Żeby była jasność: nie mam nic przeciwko temu, żeby mieć. Ale nie „mieć” za wszelką cenę, bo cena jest zbyt wysoka. Tą ceną jest człowieczeństwo.

Zdaje się, że powyższy dylemat Ani nie dotyczył, bo jak na swój nastoletni wiek jest nad wyraz dojrzała. Czy to dlatego, że po śmierci rodziców z samotnością idzie za rękę?
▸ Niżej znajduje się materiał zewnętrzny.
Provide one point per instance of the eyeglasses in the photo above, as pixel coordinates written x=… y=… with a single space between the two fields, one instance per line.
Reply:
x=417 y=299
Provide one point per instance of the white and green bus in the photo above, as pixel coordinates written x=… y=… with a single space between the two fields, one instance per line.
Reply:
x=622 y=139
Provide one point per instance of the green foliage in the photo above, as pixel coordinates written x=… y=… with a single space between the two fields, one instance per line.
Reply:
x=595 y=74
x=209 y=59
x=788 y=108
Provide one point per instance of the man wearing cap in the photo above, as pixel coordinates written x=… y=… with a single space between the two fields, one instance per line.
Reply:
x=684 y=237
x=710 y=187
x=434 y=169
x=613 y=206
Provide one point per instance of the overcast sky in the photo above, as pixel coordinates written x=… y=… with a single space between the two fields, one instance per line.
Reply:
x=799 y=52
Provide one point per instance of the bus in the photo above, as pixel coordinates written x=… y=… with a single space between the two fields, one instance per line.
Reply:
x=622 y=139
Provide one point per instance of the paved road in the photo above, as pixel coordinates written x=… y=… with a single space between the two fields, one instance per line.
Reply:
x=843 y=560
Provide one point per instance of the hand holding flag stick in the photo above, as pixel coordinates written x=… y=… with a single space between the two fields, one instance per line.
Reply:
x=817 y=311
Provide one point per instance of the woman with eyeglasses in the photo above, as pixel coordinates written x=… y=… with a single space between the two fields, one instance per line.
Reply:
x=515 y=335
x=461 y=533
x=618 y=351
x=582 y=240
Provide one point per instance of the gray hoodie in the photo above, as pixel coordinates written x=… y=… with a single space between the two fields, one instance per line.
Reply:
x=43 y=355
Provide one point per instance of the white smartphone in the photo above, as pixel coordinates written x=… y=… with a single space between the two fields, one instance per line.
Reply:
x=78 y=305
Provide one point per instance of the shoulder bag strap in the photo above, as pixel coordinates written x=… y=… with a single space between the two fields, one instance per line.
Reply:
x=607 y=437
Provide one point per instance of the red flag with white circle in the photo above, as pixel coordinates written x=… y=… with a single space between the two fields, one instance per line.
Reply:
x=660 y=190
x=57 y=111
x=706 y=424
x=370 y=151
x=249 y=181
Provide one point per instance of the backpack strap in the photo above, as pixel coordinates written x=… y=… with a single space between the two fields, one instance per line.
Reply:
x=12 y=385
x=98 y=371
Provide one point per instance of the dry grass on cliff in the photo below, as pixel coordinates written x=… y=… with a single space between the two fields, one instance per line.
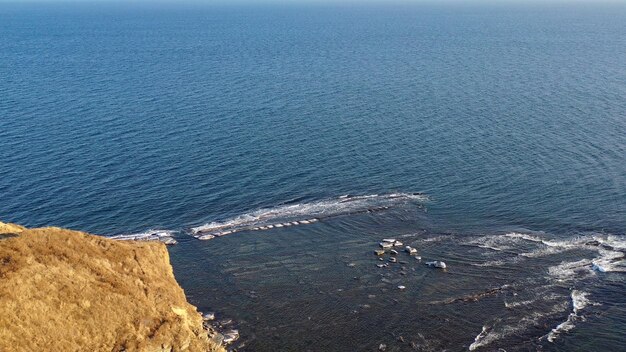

Tak, też. Człowiek postawiony w sytuacji bez wyjścia, często zdobywa się na najwyższy możliwy wysiłek, by sprostać roli, którą narzuciło mu życie. Ale trzeba też pamiętać o tym, że Ania miała skąd czerpać. Dom rodzinny dał jej siłę, wsparcie i mądrość. Wychowana na dobrych wzorcach, zachowała swój kręgosłup moralny. Rodzice i dziadkowie, dopóki żyli, uczyli ją otwartości na wyzwania, otwierania własnych granic, poszanowania dla przeszłości określającej właściwe normy postępowania. Rodzice akceptowali jej wybory, traktowali w sposób partnerski. Cenili wrażliwość, ale jednocześnie na swoim przykładzie uczyli pracowitości. Wskazywali jak ważna jest w życiu pasja. Dawali jej prawo do niepokorności. Myślę, że te wszystkie rzeczy sprawiły, że w sytuacji ekstremalnej Ania nie miała wątpliwości, jaką drogę obrać. Myślę też, że bliscy byli dla niej autorytetem i nie chciała sprawić żadnemu z nich zawodu, nawet jeśli była to konfrontacja ze zmarłymi… Wszystko tak nagle na nią spadło, że czasami wydaje się wręcz zbyt dojrzała w swoich decyzjach, ale to wynikało pewnie z jej chęci sprostania wyzwaniu. Wiedziała, że czas lekkomyślnych decyzji i głupawych postępków jest już za nią i odtąd wszyscy będą ją rozliczać, jak dorosłą osobę. Jeśli chce zachować swą niezależność i samodzielność, musi zdobyć się na rozsądek i być wiarygodna. Trudna rzecz dla siedemnastoletniej dziewczyny… ale może patrzymy na to z punktu widzenia nas współczesnych, dla których dzieciństwo i młodość rozciągają się nadmiernie w czasie? Przecież dawniej osoba siedemnastoletnia często postrzegana i traktowana była jako dorosła. Jeśli sięgnąć do literatury, przypomnijmy sobie czternastoletniego Stasia Tarkowskiego. Dla ludzi tamtej epoki był to już prawie dojrzały człowiek. Oczywiście, jest jeszcze samotność. Jej nie da się oswoić ani przebłagać… Trzeba ją jakoś zaakceptować, nauczyć się z nią żyć. W przypadku Ani jest to nie tylko naturalna samotność po stracie całej rodziny, ale jakby też samotność intelektualna… Jej proces dojrzewania był niezwykle szybki, co zaowocowało towarzyską alienacją, wśród rówieśników trudno było jej bowiem znaleźć partnera do rozmowy. Na szczęście miała Polę, Michała i chłopców Barskich.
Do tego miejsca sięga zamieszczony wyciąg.